Question

$1.5$ g of chalk was treated with $10$ mL of $4N$ $HCl$. The chalk was dissolved and the solution was made to $100$ mL. $25$ mL of this solution required $18.75$ mL of $0.2N$ $NaOH$ solution for complete neutralisation. Calculate the percentage of pure $CaC{O}_3$ in the sample of chalk?

• A. $17$
• B. $67$
• C. $50$
• D. None of the above

Answer 1

Answer: (C)

$50$

$CaC{O}_3+2HCl\to CaC{l}_2+H_{2}C{O}_3$

$H_{2}C{O}_3+2NaOH\to N{a}_{2}C{O}_3+2H_{2}O$

Let the percentage of pure $CaC{O}_3$ in the sample of chalk be $X$ %.

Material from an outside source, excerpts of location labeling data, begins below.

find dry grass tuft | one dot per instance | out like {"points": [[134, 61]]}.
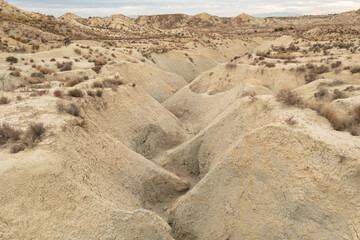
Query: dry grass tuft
{"points": [[110, 83], [291, 121], [58, 93], [64, 66], [98, 84], [288, 97], [76, 93], [4, 100], [336, 122], [8, 133], [231, 66], [73, 109], [35, 131]]}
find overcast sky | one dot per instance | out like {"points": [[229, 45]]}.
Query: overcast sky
{"points": [[86, 8]]}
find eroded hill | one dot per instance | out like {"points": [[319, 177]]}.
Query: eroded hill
{"points": [[179, 130]]}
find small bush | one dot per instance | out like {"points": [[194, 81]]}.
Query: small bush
{"points": [[91, 93], [35, 131], [355, 69], [12, 59], [76, 93], [73, 82], [4, 100], [339, 94], [64, 66], [58, 93], [321, 69], [321, 93], [96, 69], [356, 114], [73, 109], [100, 61], [15, 73], [270, 65], [291, 121], [99, 93], [18, 148], [231, 66], [77, 51], [9, 133], [336, 64], [310, 77], [45, 70], [110, 83], [288, 97]]}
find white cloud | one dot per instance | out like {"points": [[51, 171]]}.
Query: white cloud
{"points": [[221, 8]]}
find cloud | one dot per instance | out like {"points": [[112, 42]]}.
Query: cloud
{"points": [[221, 7]]}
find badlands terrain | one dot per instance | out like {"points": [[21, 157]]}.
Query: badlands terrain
{"points": [[179, 127]]}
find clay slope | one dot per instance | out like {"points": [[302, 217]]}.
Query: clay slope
{"points": [[87, 172]]}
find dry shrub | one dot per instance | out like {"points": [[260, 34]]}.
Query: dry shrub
{"points": [[355, 69], [73, 82], [96, 69], [37, 75], [321, 93], [73, 109], [58, 93], [35, 131], [99, 61], [231, 66], [76, 93], [301, 69], [98, 84], [77, 51], [270, 65], [321, 69], [291, 121], [99, 93], [17, 148], [64, 66], [45, 70], [310, 77], [336, 64], [34, 80], [110, 83], [8, 133], [15, 73], [332, 84], [339, 94], [4, 100], [11, 59], [288, 97], [91, 93], [355, 115]]}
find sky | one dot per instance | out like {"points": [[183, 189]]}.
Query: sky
{"points": [[222, 8]]}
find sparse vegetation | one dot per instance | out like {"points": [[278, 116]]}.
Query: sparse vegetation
{"points": [[4, 100], [96, 69], [288, 97], [76, 93], [73, 109], [64, 66], [355, 69], [11, 59], [58, 93], [231, 66], [35, 131]]}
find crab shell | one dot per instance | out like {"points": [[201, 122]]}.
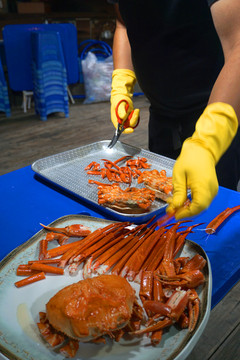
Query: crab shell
{"points": [[92, 307]]}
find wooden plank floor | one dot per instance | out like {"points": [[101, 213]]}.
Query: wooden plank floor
{"points": [[24, 139]]}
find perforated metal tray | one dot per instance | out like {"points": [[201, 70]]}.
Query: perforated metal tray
{"points": [[66, 170]]}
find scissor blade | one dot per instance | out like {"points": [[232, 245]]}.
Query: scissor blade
{"points": [[116, 136], [113, 141]]}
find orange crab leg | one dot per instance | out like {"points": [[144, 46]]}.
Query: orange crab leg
{"points": [[157, 307], [70, 349], [190, 280], [90, 240], [61, 238], [42, 249], [159, 325], [134, 264], [59, 250], [122, 265], [146, 287], [115, 257], [196, 263], [193, 310], [217, 221], [114, 254], [72, 230], [182, 237], [167, 263]]}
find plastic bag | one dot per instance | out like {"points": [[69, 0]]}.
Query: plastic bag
{"points": [[97, 75]]}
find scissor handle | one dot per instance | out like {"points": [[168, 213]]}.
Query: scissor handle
{"points": [[127, 121]]}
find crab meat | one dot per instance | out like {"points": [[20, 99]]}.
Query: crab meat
{"points": [[158, 182], [92, 307], [130, 200]]}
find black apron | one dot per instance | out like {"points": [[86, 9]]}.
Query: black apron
{"points": [[177, 57]]}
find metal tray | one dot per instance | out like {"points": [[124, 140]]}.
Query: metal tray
{"points": [[66, 170], [19, 336]]}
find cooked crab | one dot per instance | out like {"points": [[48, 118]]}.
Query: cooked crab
{"points": [[130, 200], [91, 308], [158, 182]]}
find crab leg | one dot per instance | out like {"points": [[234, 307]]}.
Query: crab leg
{"points": [[181, 238], [61, 238], [217, 221], [146, 287], [116, 252], [106, 242], [167, 264], [159, 325], [122, 266], [57, 251], [136, 261], [114, 256], [72, 230], [43, 249], [70, 349], [82, 244], [190, 279], [193, 309], [196, 263]]}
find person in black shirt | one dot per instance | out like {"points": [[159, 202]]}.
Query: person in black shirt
{"points": [[185, 55]]}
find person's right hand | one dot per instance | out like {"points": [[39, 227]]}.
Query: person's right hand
{"points": [[123, 81]]}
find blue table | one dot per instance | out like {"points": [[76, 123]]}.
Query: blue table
{"points": [[18, 52], [26, 202]]}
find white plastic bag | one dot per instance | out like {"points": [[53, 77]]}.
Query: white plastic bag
{"points": [[97, 75]]}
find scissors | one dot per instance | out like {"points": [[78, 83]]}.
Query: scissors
{"points": [[122, 125]]}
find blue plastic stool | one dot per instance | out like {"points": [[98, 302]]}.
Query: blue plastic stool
{"points": [[100, 48], [49, 74], [4, 99]]}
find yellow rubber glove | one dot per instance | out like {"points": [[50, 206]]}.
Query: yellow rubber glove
{"points": [[123, 81], [195, 167]]}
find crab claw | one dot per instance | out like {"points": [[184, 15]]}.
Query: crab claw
{"points": [[190, 279]]}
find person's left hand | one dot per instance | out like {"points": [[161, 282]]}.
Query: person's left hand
{"points": [[194, 169]]}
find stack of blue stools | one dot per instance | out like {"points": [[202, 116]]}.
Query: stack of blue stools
{"points": [[49, 74], [4, 99]]}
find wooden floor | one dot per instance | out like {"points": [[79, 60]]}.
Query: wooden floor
{"points": [[24, 139]]}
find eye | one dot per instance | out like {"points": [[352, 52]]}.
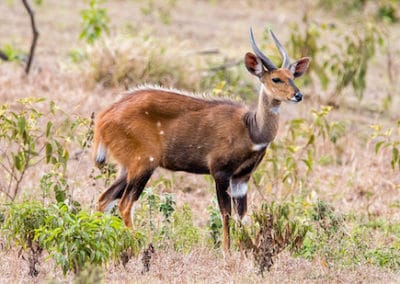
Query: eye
{"points": [[277, 80]]}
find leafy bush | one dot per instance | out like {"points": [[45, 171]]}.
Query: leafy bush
{"points": [[20, 223], [74, 240], [77, 240], [25, 143]]}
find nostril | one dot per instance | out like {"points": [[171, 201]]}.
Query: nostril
{"points": [[298, 96]]}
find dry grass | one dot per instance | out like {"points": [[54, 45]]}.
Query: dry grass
{"points": [[362, 183]]}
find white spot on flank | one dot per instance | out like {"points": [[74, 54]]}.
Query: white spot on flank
{"points": [[101, 154], [133, 212], [275, 110], [238, 189], [110, 206], [260, 146]]}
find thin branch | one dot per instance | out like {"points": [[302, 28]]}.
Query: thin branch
{"points": [[35, 35], [226, 65], [3, 56]]}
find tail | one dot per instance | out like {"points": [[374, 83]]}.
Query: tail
{"points": [[100, 153]]}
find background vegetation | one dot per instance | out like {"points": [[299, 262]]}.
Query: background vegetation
{"points": [[324, 203]]}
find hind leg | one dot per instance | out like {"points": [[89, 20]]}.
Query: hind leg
{"points": [[131, 194], [110, 197]]}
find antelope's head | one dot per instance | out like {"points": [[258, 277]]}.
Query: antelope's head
{"points": [[277, 82]]}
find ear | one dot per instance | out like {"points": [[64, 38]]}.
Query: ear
{"points": [[254, 64], [299, 67]]}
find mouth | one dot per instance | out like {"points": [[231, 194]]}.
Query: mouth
{"points": [[295, 100]]}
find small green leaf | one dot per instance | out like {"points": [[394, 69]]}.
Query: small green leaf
{"points": [[48, 128], [378, 145], [49, 151]]}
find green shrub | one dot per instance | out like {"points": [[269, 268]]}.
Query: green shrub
{"points": [[214, 224], [25, 143], [18, 228], [94, 21], [78, 240]]}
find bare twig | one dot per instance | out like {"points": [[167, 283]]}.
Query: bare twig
{"points": [[3, 56], [35, 35], [226, 65]]}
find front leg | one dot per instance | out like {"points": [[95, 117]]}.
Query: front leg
{"points": [[239, 187], [224, 202]]}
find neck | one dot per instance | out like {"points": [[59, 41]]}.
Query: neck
{"points": [[263, 122]]}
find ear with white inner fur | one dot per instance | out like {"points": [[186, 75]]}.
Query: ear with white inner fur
{"points": [[299, 67], [254, 64]]}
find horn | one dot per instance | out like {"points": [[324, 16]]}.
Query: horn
{"points": [[264, 59], [282, 51]]}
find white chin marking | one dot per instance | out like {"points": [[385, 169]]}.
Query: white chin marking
{"points": [[260, 146], [238, 189], [110, 206]]}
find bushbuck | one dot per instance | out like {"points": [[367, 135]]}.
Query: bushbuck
{"points": [[153, 127]]}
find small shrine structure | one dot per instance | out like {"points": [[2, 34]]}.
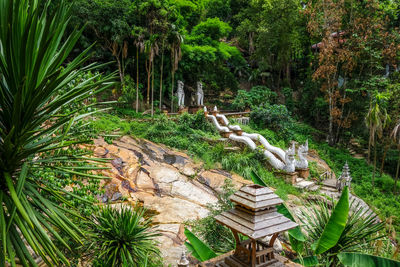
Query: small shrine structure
{"points": [[255, 216]]}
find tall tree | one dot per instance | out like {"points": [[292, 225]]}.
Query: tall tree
{"points": [[396, 137], [138, 35], [34, 132], [175, 41]]}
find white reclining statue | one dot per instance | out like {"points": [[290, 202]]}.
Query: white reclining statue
{"points": [[286, 161]]}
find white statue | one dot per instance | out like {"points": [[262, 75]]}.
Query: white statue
{"points": [[289, 159], [200, 94], [302, 152], [181, 94]]}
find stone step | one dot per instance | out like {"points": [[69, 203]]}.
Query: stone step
{"points": [[304, 184], [314, 188]]}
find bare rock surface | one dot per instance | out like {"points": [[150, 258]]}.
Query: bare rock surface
{"points": [[166, 181]]}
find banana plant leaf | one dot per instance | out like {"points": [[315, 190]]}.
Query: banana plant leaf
{"points": [[365, 260], [307, 261], [198, 249], [336, 224]]}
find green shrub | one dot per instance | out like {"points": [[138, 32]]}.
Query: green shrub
{"points": [[124, 237], [257, 96], [275, 117]]}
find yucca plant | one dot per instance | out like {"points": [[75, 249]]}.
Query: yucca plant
{"points": [[33, 70], [124, 236]]}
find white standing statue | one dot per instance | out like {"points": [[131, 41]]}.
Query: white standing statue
{"points": [[200, 94], [181, 94], [289, 159]]}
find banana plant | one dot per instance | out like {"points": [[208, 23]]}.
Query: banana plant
{"points": [[334, 233], [365, 260], [34, 68]]}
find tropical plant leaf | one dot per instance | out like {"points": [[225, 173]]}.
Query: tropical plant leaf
{"points": [[365, 260], [307, 261], [33, 74], [202, 251], [336, 224]]}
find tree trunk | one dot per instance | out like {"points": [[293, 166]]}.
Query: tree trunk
{"points": [[369, 148], [161, 74], [120, 70], [397, 175], [373, 175], [383, 159], [172, 90], [152, 88], [330, 132], [137, 79]]}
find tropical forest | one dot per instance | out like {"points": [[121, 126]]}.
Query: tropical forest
{"points": [[177, 133]]}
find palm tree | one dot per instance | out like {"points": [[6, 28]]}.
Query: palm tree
{"points": [[396, 138], [138, 35], [176, 40], [376, 120], [33, 70]]}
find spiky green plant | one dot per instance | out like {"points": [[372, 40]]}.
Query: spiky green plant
{"points": [[33, 69], [125, 237], [362, 227]]}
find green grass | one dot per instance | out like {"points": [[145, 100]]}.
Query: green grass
{"points": [[190, 133]]}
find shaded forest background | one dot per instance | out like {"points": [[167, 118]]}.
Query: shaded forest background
{"points": [[333, 64]]}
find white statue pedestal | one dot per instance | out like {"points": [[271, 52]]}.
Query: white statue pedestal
{"points": [[303, 173]]}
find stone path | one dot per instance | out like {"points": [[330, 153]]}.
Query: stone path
{"points": [[165, 181]]}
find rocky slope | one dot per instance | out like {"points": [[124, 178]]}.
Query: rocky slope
{"points": [[167, 182]]}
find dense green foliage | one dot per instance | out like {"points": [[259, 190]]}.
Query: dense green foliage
{"points": [[324, 71], [34, 131], [339, 230]]}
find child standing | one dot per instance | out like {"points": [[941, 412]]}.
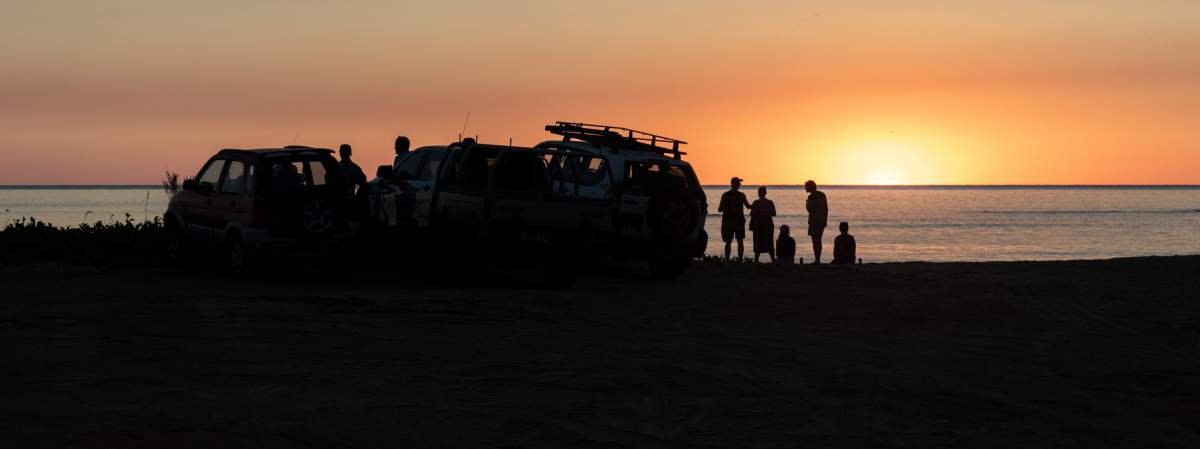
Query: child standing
{"points": [[844, 247], [762, 223], [785, 246]]}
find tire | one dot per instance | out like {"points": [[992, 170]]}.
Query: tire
{"points": [[318, 216], [673, 216]]}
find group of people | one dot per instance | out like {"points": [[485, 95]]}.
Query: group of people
{"points": [[355, 178], [762, 225]]}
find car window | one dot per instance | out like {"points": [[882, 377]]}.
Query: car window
{"points": [[409, 167], [210, 175], [234, 178], [287, 177], [431, 166], [319, 174], [250, 179], [593, 171]]}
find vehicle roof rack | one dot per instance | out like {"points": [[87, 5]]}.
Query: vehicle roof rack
{"points": [[617, 137]]}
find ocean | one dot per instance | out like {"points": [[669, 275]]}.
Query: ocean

1.5 g of chalk contains $\frac{1.5X}{100}=0.015X$ g of

$CaC{O}_3$. The molar mass of $CaC{O}_3$ is $100g/mol$. The number of moles of $CaC{O}_3=\frac{0.015Xg}{100g/mol}=1.5X\times {10}^{-4}$ moles. Out of 100 mL of solution, 25 mL is taken. The number of moles of $H_{2}C{O}_3$ in 25 mL of solution $=\frac{1.5X\times {10}^{-4}}{4}=3.75\times {10}^{-5}X$.

Number of moles of $NaOH$ used $=\frac{18.75mL}{1000mL/L}\times 0.2=0.00375$ moles

Number of moles of $H_{2}C{O}_3=\frac{1}{2}\times$ Number of moles of $NaOH$
$3.75\times {10}^{-5}X=\frac{1}{2}\times 0.00375$
$X=50$ %

Hence, the percentage of pure $CaC{O}_3$ in the sample of chalk is 50%.